AllHipHop.com: If you can’t wake up in the morning and know why you do what you do, then it’s time to find something new. Where can fans find old music and videos? Few DJ’s or VJ’s pay proper respect.

Wise: Nowhere at the moment, but we’re going to re-issue the whole catalog of CD’s and videos in the future. People can find out more information on my website, Intelligentmuzik.com

AllHipHop.com: Who do you feel about Flavor Flav’s new appearance in the media? Do you feel that it tarnishes his past accomplishments with Public Enemy?

Wise: No, he was always doing it. He’s the reason why Public Enemy was accepted by “White America.” He had a comical personality. Chuck brought the message, and Flav took the edge off, so they didn’t put fear into the White public as much.

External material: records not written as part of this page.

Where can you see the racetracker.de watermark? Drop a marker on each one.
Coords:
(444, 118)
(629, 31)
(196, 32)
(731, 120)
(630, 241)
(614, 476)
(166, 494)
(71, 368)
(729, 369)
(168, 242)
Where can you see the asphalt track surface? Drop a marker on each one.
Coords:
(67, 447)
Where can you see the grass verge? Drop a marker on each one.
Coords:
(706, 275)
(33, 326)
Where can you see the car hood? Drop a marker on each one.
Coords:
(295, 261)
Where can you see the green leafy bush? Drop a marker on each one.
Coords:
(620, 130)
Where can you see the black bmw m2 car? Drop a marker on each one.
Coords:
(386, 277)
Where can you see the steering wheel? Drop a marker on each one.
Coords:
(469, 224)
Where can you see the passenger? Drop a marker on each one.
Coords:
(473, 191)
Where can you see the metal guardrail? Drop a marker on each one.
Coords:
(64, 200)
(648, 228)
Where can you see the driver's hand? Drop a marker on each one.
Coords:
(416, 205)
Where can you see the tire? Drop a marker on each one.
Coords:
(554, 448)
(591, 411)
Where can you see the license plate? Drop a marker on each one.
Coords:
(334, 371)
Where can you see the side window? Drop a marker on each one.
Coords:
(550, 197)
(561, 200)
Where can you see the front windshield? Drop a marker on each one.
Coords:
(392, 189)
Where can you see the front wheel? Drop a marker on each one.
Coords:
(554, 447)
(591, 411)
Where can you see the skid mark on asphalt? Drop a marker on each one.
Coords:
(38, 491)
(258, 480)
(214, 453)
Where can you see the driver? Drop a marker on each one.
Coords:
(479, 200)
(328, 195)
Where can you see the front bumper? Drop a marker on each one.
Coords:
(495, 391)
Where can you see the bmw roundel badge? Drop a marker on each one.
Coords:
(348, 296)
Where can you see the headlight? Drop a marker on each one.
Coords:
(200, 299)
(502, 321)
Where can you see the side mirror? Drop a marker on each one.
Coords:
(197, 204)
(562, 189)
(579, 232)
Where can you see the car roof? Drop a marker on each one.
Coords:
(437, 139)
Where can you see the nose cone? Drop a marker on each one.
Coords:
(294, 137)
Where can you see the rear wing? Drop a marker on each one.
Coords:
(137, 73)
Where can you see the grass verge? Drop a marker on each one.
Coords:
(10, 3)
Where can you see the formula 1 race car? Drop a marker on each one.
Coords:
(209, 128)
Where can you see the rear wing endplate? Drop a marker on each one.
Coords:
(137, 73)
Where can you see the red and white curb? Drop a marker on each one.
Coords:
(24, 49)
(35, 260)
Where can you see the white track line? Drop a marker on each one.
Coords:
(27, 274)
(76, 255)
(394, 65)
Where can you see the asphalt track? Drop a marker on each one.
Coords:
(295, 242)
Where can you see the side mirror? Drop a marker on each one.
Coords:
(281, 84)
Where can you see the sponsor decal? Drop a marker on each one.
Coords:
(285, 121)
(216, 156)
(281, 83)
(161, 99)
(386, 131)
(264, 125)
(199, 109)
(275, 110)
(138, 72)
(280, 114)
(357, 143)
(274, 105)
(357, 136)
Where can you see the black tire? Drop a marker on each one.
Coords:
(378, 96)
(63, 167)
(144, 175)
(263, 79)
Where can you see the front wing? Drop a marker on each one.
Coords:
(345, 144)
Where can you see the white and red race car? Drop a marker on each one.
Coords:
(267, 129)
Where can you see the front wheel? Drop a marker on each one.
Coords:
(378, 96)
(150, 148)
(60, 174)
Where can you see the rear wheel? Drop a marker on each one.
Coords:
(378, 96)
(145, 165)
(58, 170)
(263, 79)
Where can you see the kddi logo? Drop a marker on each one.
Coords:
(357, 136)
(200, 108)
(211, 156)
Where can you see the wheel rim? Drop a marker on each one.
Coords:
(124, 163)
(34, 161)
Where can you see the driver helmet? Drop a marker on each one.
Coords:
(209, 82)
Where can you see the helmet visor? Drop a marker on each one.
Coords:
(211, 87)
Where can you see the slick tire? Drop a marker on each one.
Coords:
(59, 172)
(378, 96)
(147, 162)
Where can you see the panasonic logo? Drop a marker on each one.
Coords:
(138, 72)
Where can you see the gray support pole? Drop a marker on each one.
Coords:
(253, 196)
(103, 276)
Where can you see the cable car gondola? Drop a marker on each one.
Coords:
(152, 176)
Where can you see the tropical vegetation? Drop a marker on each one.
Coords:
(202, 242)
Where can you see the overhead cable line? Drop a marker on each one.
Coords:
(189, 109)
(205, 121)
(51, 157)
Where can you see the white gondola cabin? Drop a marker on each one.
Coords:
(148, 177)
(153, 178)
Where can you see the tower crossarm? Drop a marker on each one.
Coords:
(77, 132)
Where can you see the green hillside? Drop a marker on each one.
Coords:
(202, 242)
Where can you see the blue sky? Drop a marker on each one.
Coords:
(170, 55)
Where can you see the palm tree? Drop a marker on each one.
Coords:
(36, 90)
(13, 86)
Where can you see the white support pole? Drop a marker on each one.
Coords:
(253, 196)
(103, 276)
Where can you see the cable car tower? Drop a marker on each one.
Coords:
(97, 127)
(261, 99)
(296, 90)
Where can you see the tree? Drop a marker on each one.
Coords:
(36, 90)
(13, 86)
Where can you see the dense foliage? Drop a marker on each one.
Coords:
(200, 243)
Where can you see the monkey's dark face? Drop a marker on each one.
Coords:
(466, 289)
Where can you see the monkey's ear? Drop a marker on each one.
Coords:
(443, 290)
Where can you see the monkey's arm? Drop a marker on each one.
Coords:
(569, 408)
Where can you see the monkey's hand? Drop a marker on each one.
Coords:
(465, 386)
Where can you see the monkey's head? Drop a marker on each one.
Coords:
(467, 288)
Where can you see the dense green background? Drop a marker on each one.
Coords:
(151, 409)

AllHipHop.com: What’s the one thing that is not being addressed in Hip-Hop that should?

Wise: Wow, there’s so much that needs to be addressed. There’s a lot of issues dealing with the community that really hit home for me. Black people make up 12% of America’s population. We also make up 48-49% of AIDS cases. 80% of first timers in the penal system are illiterate. This mirrors the same number of third graders that can’t read. Nowadays, they build prisons based on that statistic. If 100 third graders fail, then 100 prisons are built. TWA, Victoria Secret and Chevron all “out-source” prisoners to make their products. It’s one giant p**sy and everyone is f**king it except the ones getting f**ked over. This should all be discussed in Hip-Hop. We need someone more than Bill Cosby. We need someone to represent “us.”